Even though Russia runs the government, Ukraine still controls the power. And they began cutting off electricity last week. We reached Yevgenia Novitskaya, who served as our interpreter in Crimea. She told us that during the blackouts, she gets by using candles and...

YEVGENIA NOVITSKAYA: Movies downloaded on the laptop to watch with my son when it's too dark to do anything else.

GREENE: Now, Russian officials, she said, have promised to end the dependence on Ukraine and to provide Crimea with full power by 2017. But it's not just power.

NOVITSKAYA: The Visa and MasterCard credit cards are not working. They are blocked. You cannot use your money. You cannot even cash out your money.

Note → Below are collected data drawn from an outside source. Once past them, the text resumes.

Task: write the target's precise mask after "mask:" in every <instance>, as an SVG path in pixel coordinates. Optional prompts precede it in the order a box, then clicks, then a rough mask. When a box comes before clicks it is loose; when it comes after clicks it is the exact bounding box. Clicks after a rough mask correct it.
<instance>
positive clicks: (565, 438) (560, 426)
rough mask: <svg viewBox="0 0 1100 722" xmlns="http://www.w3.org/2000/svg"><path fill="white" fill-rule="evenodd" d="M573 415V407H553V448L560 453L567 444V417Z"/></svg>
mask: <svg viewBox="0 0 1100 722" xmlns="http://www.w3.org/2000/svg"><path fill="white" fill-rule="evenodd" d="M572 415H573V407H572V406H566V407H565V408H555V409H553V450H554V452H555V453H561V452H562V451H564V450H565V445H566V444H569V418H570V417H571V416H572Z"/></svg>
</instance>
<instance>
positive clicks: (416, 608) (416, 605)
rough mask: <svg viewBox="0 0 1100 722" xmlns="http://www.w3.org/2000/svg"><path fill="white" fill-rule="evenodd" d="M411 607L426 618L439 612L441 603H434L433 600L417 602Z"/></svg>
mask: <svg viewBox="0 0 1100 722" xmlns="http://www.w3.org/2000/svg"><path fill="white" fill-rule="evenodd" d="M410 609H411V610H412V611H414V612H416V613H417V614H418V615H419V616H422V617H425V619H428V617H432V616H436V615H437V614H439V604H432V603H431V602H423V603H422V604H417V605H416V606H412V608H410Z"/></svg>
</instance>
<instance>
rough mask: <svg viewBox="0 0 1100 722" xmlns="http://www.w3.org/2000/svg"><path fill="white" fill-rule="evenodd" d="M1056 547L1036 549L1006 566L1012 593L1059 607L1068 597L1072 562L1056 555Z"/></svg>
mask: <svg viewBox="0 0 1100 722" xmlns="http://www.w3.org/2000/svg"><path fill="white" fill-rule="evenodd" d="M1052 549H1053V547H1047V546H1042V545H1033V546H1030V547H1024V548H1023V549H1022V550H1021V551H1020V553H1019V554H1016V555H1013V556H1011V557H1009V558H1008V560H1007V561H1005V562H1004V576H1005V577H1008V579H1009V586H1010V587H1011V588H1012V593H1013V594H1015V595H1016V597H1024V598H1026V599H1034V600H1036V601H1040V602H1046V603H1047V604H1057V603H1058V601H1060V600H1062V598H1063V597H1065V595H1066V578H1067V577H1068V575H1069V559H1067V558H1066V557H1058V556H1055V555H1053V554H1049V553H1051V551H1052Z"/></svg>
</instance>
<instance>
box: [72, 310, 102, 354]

GREENE: And last week, Ukraine cut train service to Crimea. Yevgenia was planning to visit her sister in Kiev who's about to have a baby. But now...

NOVITSKAYA: I don't know how to get there.

GREENE: And since Crimea came under Russian rule, Yevgenia has lost a lot of work.

NOVITSKAYA: I'm an interpreter and translator, so I used to work with international companies on international projects with foreign people. And now some people think that we don't need foreign languages anymore because we're in Russia.

GREENE: Who is coming to Crimea? Are there tourists who are coming still?

NOVITSKAYA: Now Crimea is full of government officials on business trips. As for tourism, there is tourism, but it's oriented on Russian markets. In Soviet Union times, Crimea used to be a main health resort of the whole USSR. Even now there are a lot of elder people who used to travel the Crimea when they were young. So they just want to come back to USSR, so to say.

GREENE: (Laughter) But the currency exchange in - I mean, the ruble, which is now the currency there - has just taken a nosedive and dropped in value. Does that mean that even pensioners might not be happy at some point soon?

NOVITSKAYA: Yeah, so the majority of all the goods and products here in Crimea, they are imported. And the price is directly influenced by the exchange rate. In the morning you are buying something at this price, in a couple of hours it will be twice more.

GREENE: So are you sensing a change in opinion in Crimea because of this? Are people starting to get more frustrated with this transformation this year?

NOVITSKAYA: Yes and no. I mean, there are several types of Crimeans, some of them who are absolutely unhappy with what is going on. The majority of them left to Ukraine. There are people who are like, we are ready to suffer and we are ready to feel whatever it takes, but we're in Russia. Thank God we are home.

GREENE: Yevgenia, what about your level of happiness? When we spoke a few months ago, you said you had lived through so many changes - I mean, the collapse of the Soviet Union and then living as part of independent Ukraine and now another change. You were ready to live as a single mom with your son and give it time and just sort of get by as best you could. Is that you're feeling still today?

NOVITSKAYA: What else can I do? I used to work for international companies. But now I need to find something else to survive.

GREENE: What about the option of just moving to Kiev like your sister?

NOVITSKAYA: If things are the same, I think I will move, but I don't want to. I want to stay in Crimea because I am Crimean. You know, I travel to Kiev. But I spent there one week there, and I was trying just to feel like I'm living here. How did I feel? That it's not my place.

GREENE: Yevgenia Novitskaya spoke to us from her home in the city of Simferopol.